Preliminary examination of the efficacy and safety of a standardized chamomile extract for chronic primary insomnia: A randomized placebo-controlled pilot study
1 University of Michigan, Department of Family Medicine, 1018 Fuller Street, Ann Arbor, MI 48104-1213, USA
2 University of Michigan, Department of Neurology and Psychology, 4250 Plymouth Road, Ann Arbor, MI 48109, USA
BMC Complementary and Alternative Medicine 2011, 11:78 doi:10.1186/1472-6882-11-78Published: 22 September 2011
Despite being the most commonly used herbal for sleep disorders, chamomile's (Matricaria recutita) efficacy and safety for treating chronic primary insomnia is unknown.
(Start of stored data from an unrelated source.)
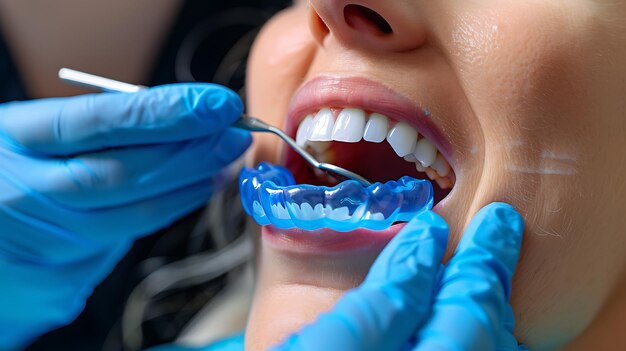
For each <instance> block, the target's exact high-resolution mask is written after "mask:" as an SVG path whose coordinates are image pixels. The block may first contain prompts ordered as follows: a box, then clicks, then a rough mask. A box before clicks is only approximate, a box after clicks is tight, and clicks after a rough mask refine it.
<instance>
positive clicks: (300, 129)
mask: <svg viewBox="0 0 626 351" xmlns="http://www.w3.org/2000/svg"><path fill="white" fill-rule="evenodd" d="M312 125H313V116H311V115H308V116H306V117H305V118H304V120H303V121H302V123H300V126H299V127H298V132H297V133H296V143H297V144H298V145H300V146H304V144H306V141H307V140H308V139H309V135H310V134H311V126H312Z"/></svg>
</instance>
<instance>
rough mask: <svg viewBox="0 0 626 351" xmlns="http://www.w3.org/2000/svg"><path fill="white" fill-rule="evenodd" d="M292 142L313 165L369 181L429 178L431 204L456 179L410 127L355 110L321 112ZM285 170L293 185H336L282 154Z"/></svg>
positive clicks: (308, 167) (310, 114) (408, 124)
mask: <svg viewBox="0 0 626 351" xmlns="http://www.w3.org/2000/svg"><path fill="white" fill-rule="evenodd" d="M296 141H297V143H298V144H299V145H301V146H305V147H306V148H307V151H309V153H311V154H312V155H313V156H314V157H315V158H316V159H317V160H318V161H320V162H325V163H332V164H336V165H338V166H341V167H343V168H346V169H349V170H351V171H354V172H356V173H358V174H360V175H362V176H364V177H365V178H367V179H369V180H370V181H373V182H386V181H390V180H397V179H400V178H401V177H403V176H410V177H414V178H417V179H430V180H431V181H432V182H433V188H434V201H435V203H438V202H439V201H441V200H442V199H443V198H445V197H446V196H447V195H448V194H449V193H450V191H451V190H452V188H453V187H454V185H455V183H456V176H455V174H454V171H453V170H452V168H451V167H450V164H449V163H448V161H447V160H446V159H445V157H444V156H443V155H442V153H441V152H439V150H437V147H436V146H435V145H434V144H433V143H432V142H431V141H430V140H429V139H427V138H425V137H423V136H421V135H420V134H419V133H418V132H417V131H416V130H415V129H414V128H413V127H412V126H410V125H409V124H407V123H405V122H398V121H396V120H393V119H391V118H389V117H387V116H386V115H383V114H381V113H377V112H371V111H365V110H363V109H360V108H354V107H348V108H341V107H327V108H322V109H320V110H319V111H317V112H316V113H312V114H309V115H307V116H306V117H305V118H304V119H302V122H300V124H299V126H298V129H297V133H296ZM287 152H288V155H287V158H286V166H287V168H288V169H290V170H291V171H292V172H293V173H294V176H295V179H296V182H297V183H303V184H316V185H330V186H333V185H336V184H337V183H339V180H338V179H335V178H334V177H332V176H331V175H329V174H327V173H324V172H322V171H320V170H317V169H313V168H311V167H310V166H308V165H307V164H306V163H305V162H304V160H302V159H301V158H300V157H298V156H297V155H295V153H294V152H293V150H288V151H287Z"/></svg>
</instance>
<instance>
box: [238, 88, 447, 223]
mask: <svg viewBox="0 0 626 351" xmlns="http://www.w3.org/2000/svg"><path fill="white" fill-rule="evenodd" d="M338 86H339V89H338ZM429 118H430V116H429V113H428V112H426V111H424V110H423V109H421V108H416V106H415V104H413V103H411V102H410V101H408V100H407V99H405V98H404V97H402V96H400V95H398V94H396V93H395V92H393V91H390V90H389V89H388V88H385V87H383V86H381V85H379V84H377V83H374V82H371V81H369V80H365V79H362V78H356V79H355V78H352V79H318V80H313V81H312V82H310V83H308V84H307V85H305V86H304V87H303V88H301V89H300V90H299V92H298V93H297V94H296V95H295V96H294V102H293V104H292V107H291V109H290V114H289V117H288V120H287V132H288V133H289V134H290V135H292V136H293V137H294V138H295V139H296V142H297V143H298V144H299V145H301V146H305V147H306V148H307V149H308V151H309V152H310V153H311V154H312V155H313V156H314V157H315V158H316V159H317V160H318V161H320V162H326V163H332V164H336V165H338V166H341V167H343V168H346V169H349V170H351V171H354V172H356V173H358V174H360V175H362V176H364V177H365V178H367V179H369V180H370V181H372V182H375V183H374V184H373V185H372V186H369V187H364V186H362V185H361V184H359V183H358V182H356V181H344V182H339V180H337V179H335V178H333V177H332V176H330V175H328V174H326V173H324V172H322V171H320V170H317V169H314V168H312V167H311V166H310V165H309V164H308V163H306V161H305V160H303V159H302V158H301V157H300V156H299V155H298V154H297V153H295V151H293V150H291V149H288V148H286V149H285V151H286V152H285V155H284V156H285V166H286V169H285V168H282V167H280V166H272V165H267V164H264V165H261V166H260V167H259V168H257V169H256V170H250V169H249V170H245V171H244V172H242V175H241V177H240V180H241V182H240V184H241V193H242V201H243V202H244V208H246V211H247V212H248V213H249V214H250V215H252V216H253V217H254V218H255V220H256V221H257V222H258V223H259V224H261V225H268V224H272V225H273V226H274V227H278V228H282V229H288V228H299V229H303V230H309V231H312V230H318V229H322V228H326V229H330V230H331V231H341V232H347V231H353V230H356V229H358V228H364V229H367V230H386V229H389V228H390V227H392V226H393V224H395V223H399V222H406V221H408V220H410V218H412V217H413V216H414V215H415V214H417V213H419V212H421V211H423V210H425V209H430V208H432V206H433V203H434V204H437V203H439V202H440V201H441V200H442V199H444V198H445V197H447V196H448V194H449V193H450V192H451V190H452V188H453V187H454V185H455V183H456V176H455V172H454V170H453V168H452V167H451V166H450V163H449V162H448V160H447V159H446V157H445V156H444V152H442V151H441V150H440V149H442V148H445V146H446V143H445V142H442V140H443V138H442V137H441V136H440V134H438V131H437V130H436V128H433V126H432V125H431V121H429V120H428V119H429ZM418 129H419V131H418ZM425 134H429V135H430V137H427V136H425ZM432 139H435V141H433V140H432ZM440 146H441V147H440ZM431 184H432V185H431ZM394 232H395V230H394Z"/></svg>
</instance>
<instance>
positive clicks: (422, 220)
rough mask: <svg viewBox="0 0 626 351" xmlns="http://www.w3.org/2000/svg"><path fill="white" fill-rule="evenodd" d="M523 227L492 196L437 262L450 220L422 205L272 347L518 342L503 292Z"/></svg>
mask: <svg viewBox="0 0 626 351" xmlns="http://www.w3.org/2000/svg"><path fill="white" fill-rule="evenodd" d="M522 231H523V220H522V218H521V217H520V215H519V214H518V213H517V212H516V211H515V210H514V209H513V208H512V207H511V206H509V205H506V204H502V203H494V204H491V205H489V206H487V207H485V208H483V209H482V210H481V211H479V212H478V214H476V216H475V217H474V219H473V220H472V221H471V223H470V224H469V226H468V228H467V230H466V231H465V234H464V235H463V238H462V239H461V242H460V243H459V246H458V247H457V250H456V253H455V255H454V257H453V258H452V259H451V261H450V262H449V263H448V265H447V267H445V268H444V269H440V267H441V259H442V257H443V253H444V251H445V248H446V244H447V235H448V226H447V224H446V223H445V222H444V220H443V219H442V218H441V217H439V216H438V215H436V214H435V213H434V212H423V213H421V214H419V215H418V216H417V217H416V218H415V219H413V220H412V221H411V222H409V223H408V224H407V225H406V227H405V228H404V229H403V230H402V231H401V232H400V233H399V234H398V235H397V236H396V237H395V238H394V239H393V240H392V241H391V242H390V243H389V245H388V246H387V247H386V248H385V249H384V250H383V252H382V253H381V255H380V256H379V257H378V259H377V260H376V262H375V263H374V265H373V266H372V268H371V270H370V273H369V274H368V276H367V277H366V279H365V281H364V282H363V284H362V285H361V286H360V287H359V288H357V289H354V290H352V291H350V292H348V293H347V294H346V295H345V296H344V297H343V298H342V299H341V300H339V302H338V303H337V305H336V306H335V308H334V309H333V310H332V311H331V312H329V313H327V314H324V315H322V316H321V317H320V318H319V320H318V321H317V322H315V323H314V324H312V325H310V326H307V327H305V328H303V329H302V330H301V331H300V332H299V333H298V334H296V335H293V336H292V337H290V338H288V339H287V340H286V341H285V342H284V343H283V344H282V345H280V346H278V347H276V348H275V349H274V350H275V351H278V350H311V351H313V350H342V351H357V350H359V351H361V350H415V351H417V350H419V351H426V350H428V351H432V350H455V351H461V350H463V351H466V350H476V351H488V350H518V345H517V342H516V340H515V338H514V337H513V335H512V332H513V324H514V323H513V313H512V310H511V308H510V305H509V304H508V299H509V294H510V291H511V277H512V276H513V271H514V269H515V265H516V263H517V260H518V257H519V249H520V245H521V240H522Z"/></svg>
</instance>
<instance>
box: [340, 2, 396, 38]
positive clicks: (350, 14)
mask: <svg viewBox="0 0 626 351" xmlns="http://www.w3.org/2000/svg"><path fill="white" fill-rule="evenodd" d="M343 16H344V19H345V21H346V23H347V24H348V26H350V27H352V28H353V29H366V30H369V31H373V32H377V33H378V34H380V33H382V34H384V35H387V34H391V33H393V29H392V28H391V25H390V24H389V22H387V21H386V20H385V19H384V18H383V16H381V15H380V14H378V12H376V11H374V10H372V9H370V8H367V7H365V6H361V5H355V4H351V5H346V7H345V8H344V9H343Z"/></svg>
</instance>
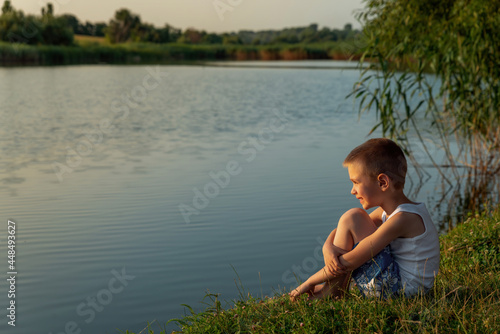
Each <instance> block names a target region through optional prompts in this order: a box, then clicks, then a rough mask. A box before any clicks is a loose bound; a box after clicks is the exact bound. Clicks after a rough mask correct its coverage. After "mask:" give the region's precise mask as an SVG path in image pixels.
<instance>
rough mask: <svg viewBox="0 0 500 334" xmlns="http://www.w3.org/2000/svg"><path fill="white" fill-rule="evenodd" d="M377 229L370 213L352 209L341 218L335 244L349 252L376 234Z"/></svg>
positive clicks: (339, 220)
mask: <svg viewBox="0 0 500 334" xmlns="http://www.w3.org/2000/svg"><path fill="white" fill-rule="evenodd" d="M376 229H377V227H376V226H375V223H374V222H373V220H372V219H371V218H370V216H369V215H368V213H366V211H365V210H362V209H351V210H349V211H347V212H346V213H344V214H343V215H342V217H340V220H339V224H338V226H337V233H336V234H335V239H334V240H333V244H334V245H335V246H337V247H339V248H342V249H345V250H347V251H350V250H352V248H353V247H354V245H355V244H357V243H358V242H360V241H361V240H363V239H364V238H366V237H367V236H369V235H370V234H372V233H373V232H375V230H376Z"/></svg>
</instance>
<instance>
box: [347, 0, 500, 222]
mask: <svg viewBox="0 0 500 334" xmlns="http://www.w3.org/2000/svg"><path fill="white" fill-rule="evenodd" d="M359 19H360V21H361V23H362V25H363V27H364V35H365V39H364V41H365V42H366V45H365V52H364V54H363V57H362V60H364V59H367V58H369V59H370V61H369V62H365V64H364V65H365V68H366V70H365V71H364V72H363V75H362V78H361V80H360V81H359V82H358V83H357V84H356V86H355V88H354V89H353V93H352V95H353V96H355V97H356V99H357V100H358V101H359V102H360V112H365V111H372V112H375V113H376V115H377V119H378V123H377V124H376V126H375V127H374V130H375V129H381V130H382V133H383V135H384V136H388V137H391V138H393V139H396V140H397V141H398V142H399V143H400V144H402V145H403V146H404V147H405V148H406V151H407V152H408V154H409V155H410V159H412V162H413V164H414V165H418V164H419V159H418V158H416V156H415V155H414V154H413V153H415V152H416V151H419V152H425V153H426V155H427V158H428V160H429V161H430V162H431V166H432V167H434V168H436V169H437V170H438V172H439V173H440V175H441V178H442V183H443V187H444V188H446V190H444V191H443V197H446V198H448V200H449V202H448V203H447V206H448V208H449V209H450V210H451V211H450V212H449V215H450V217H451V216H454V217H458V218H459V217H461V216H463V214H464V213H465V212H467V211H469V210H478V209H481V208H482V205H483V203H485V202H487V201H492V202H497V203H498V202H499V200H500V197H499V194H500V189H499V188H500V185H499V174H500V67H499V66H498V64H500V49H499V46H500V2H498V1H482V0H472V1H465V0H456V1H434V0H410V1H385V0H384V1H380V0H367V1H366V2H365V10H364V12H363V13H361V14H360V16H359ZM429 73H432V74H433V75H429ZM417 119H419V120H421V119H425V120H426V121H427V124H428V125H429V126H428V127H427V128H425V129H422V128H419V126H418V124H422V122H421V121H417ZM416 148H418V150H417V149H416Z"/></svg>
We examined the preliminary efficacy and safety of chamomile for improving subjective sleep and daytime symptoms in patients with chronic insomnia.
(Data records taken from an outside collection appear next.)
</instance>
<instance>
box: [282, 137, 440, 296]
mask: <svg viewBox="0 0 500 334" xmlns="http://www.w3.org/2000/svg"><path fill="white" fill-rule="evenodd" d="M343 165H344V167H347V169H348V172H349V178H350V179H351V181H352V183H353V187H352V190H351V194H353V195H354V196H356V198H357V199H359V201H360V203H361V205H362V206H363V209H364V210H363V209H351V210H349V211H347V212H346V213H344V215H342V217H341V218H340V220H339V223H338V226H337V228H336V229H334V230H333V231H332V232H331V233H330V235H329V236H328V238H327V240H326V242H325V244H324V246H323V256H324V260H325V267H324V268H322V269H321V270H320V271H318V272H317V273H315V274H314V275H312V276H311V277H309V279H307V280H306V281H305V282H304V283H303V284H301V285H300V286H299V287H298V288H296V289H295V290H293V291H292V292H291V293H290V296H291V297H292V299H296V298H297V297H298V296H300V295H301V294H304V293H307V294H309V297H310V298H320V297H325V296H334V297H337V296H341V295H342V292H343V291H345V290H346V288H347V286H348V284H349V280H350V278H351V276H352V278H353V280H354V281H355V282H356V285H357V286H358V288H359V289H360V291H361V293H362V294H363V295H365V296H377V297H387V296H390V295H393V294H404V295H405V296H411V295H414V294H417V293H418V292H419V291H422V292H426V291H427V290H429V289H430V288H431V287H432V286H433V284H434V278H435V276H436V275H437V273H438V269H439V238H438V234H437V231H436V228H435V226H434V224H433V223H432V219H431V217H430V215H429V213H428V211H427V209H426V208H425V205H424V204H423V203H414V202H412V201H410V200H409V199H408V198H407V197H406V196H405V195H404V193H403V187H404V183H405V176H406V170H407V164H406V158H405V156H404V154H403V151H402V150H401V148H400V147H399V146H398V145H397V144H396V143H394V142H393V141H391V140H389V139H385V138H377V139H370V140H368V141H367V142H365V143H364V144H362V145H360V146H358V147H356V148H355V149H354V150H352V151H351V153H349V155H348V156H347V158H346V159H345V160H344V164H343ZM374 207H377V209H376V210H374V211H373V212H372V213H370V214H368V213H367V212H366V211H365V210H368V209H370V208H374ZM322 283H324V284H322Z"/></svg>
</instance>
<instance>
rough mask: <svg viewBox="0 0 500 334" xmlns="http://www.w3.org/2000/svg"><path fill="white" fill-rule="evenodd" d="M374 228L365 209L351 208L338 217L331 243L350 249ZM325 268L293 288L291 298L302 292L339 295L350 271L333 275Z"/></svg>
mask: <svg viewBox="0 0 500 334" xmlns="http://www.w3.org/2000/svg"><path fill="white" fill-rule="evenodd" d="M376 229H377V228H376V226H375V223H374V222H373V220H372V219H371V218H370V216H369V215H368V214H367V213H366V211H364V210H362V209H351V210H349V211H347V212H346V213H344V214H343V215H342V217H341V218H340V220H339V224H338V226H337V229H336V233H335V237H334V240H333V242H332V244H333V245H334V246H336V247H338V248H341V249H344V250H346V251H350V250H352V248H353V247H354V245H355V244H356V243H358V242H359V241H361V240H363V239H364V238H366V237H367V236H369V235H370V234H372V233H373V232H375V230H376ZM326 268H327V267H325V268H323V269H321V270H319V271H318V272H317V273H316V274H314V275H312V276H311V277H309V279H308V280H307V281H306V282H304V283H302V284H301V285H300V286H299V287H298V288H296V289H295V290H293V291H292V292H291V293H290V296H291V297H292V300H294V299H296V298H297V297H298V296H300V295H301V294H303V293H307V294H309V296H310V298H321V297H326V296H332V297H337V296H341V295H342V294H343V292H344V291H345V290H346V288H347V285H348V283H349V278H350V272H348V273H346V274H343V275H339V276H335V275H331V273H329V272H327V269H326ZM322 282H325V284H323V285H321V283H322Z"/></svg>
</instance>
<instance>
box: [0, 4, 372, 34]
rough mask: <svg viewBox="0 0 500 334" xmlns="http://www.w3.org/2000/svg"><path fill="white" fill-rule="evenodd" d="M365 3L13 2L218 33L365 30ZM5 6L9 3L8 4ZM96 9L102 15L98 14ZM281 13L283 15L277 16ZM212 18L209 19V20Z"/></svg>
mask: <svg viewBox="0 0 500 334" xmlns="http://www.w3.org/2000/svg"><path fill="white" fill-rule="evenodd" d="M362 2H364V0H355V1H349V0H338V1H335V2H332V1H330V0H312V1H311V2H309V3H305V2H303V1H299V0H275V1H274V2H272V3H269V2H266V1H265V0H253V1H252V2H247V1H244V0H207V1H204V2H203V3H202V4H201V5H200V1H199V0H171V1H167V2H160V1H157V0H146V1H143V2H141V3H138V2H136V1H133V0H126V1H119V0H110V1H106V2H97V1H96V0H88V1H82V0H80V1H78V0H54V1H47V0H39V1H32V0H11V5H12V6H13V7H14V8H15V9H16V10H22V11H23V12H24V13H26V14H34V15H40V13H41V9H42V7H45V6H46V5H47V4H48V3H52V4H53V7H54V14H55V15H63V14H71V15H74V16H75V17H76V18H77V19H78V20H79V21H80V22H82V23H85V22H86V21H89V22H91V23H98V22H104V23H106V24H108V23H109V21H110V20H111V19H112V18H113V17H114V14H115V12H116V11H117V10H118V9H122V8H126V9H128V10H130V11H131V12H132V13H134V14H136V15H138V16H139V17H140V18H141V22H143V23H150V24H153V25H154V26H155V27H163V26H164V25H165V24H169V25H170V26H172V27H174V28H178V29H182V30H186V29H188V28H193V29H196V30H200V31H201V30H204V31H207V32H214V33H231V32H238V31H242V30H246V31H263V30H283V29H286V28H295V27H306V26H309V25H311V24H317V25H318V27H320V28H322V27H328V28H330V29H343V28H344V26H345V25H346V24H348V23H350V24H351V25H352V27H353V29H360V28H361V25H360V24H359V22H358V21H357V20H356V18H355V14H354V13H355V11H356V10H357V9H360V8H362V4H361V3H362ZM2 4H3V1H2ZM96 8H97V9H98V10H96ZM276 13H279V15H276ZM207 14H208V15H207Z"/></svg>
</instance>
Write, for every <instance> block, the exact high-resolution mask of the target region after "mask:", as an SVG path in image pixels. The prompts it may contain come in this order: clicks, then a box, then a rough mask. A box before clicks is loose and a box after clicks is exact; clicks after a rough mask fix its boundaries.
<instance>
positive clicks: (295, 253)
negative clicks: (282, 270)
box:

We performed a randomized, double-blind, placebo-controlled pilot trial in 34 patients aged 18-65 years with DSM-IV primary insomnia for ≥ 6-months. Patients were randomized to 270 mg of chamomile twice daily or placebo for 28-days. The primary outcomes were sleep diary measures. Secondary outcomes included daytime symptoms, safety assessments, and effect size of these measures.
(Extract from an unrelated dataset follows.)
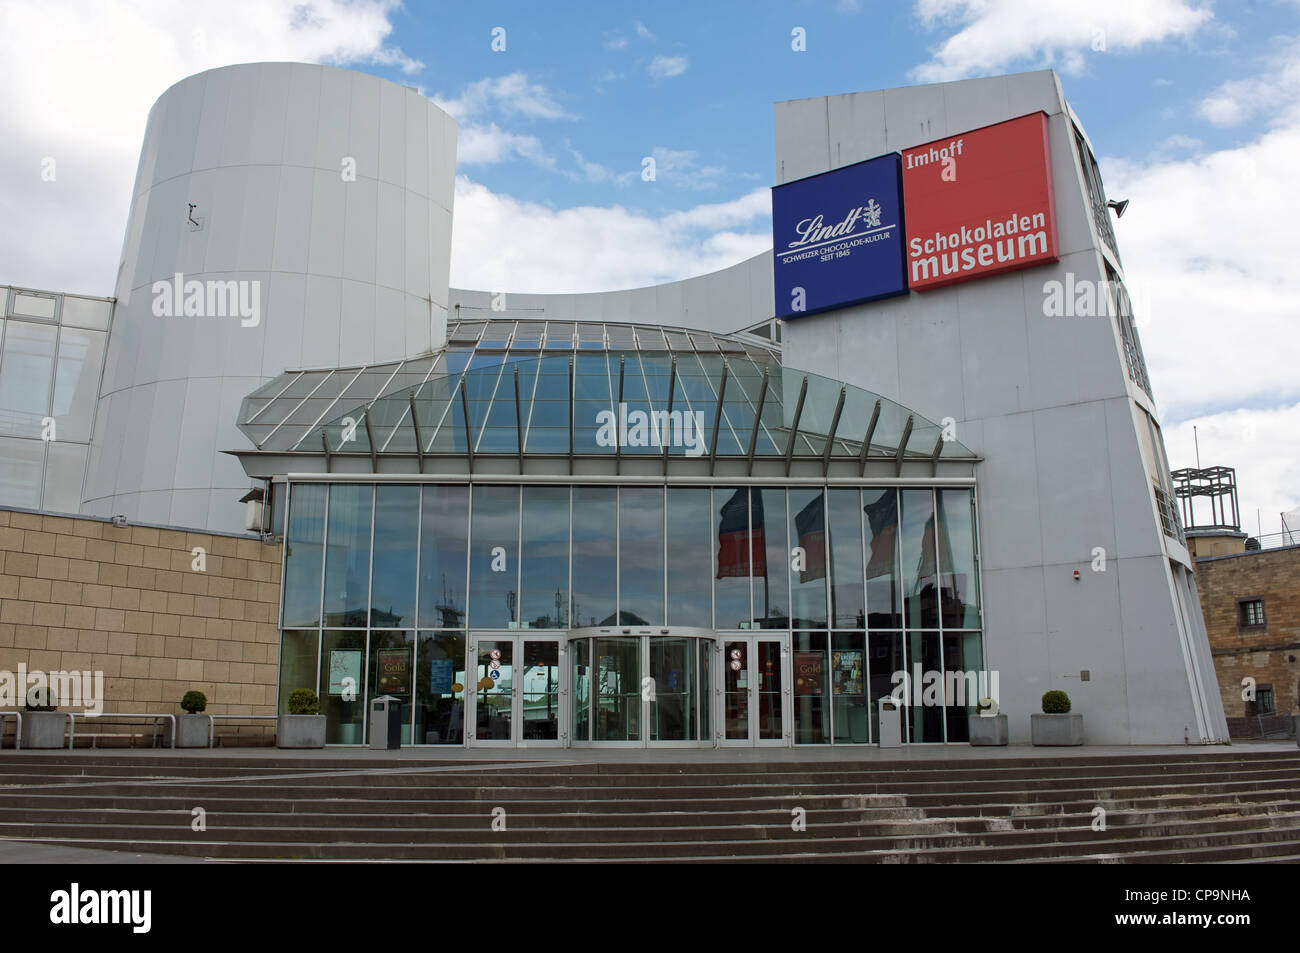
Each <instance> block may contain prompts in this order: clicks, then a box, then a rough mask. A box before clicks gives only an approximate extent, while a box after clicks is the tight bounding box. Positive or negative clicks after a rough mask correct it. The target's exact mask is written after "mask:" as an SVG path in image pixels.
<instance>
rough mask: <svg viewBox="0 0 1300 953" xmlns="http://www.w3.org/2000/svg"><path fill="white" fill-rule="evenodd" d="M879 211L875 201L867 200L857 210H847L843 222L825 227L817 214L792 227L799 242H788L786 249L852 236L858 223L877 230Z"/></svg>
mask: <svg viewBox="0 0 1300 953" xmlns="http://www.w3.org/2000/svg"><path fill="white" fill-rule="evenodd" d="M881 211H883V209H881V208H880V205H879V204H878V203H876V200H875V199H867V204H866V205H858V207H857V208H852V209H849V213H848V215H846V216H845V217H844V221H841V222H839V224H836V225H827V224H826V221H824V220H823V217H822V213H820V212H818V213H816V215H815V216H813V217H811V218H805V220H803V221H801V222H800V224H798V225H796V226H794V233H796V234H797V235H798V237H800V241H797V242H790V243H789V244H788V246H787V247H788V248H803V247H806V246H810V244H819V243H822V242H826V241H829V239H832V238H842V237H844V235H852V234H853V231H854V229H857V228H858V224H859V221H861V224H862V225H865V226H866V228H868V229H879V228H880V213H881Z"/></svg>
There were no significant differences between groups in changes in sleep diary measures, including total sleep time (TST), sleep efficiency, sleep latency, wake after sleep onset (WASO), sleep quality, and number of awakenings. Chamomile did show modest advantage on daytime functioning, although these did not reach statistical significance. Effect sizes were generally small to moderate (Cohen's d ≤ 0.20 to < 0.60) with sleep latency, night time awakenings, and Fatigue Severity Scale (FSS), having moderate effect sizes in favor of chamomile. However, TST demonstrated a moderate effect size in favor of placebo. There were no differences in adverse events reported by the chamomile group compared to placebo.
Chamomile could provide modest benefits of daytime functioning and mixed benefits on sleep diary measures relative to placebo in adults with chronic primary insomnia. However, further studies in select insomnia patients would be needed to investigate these conclusions.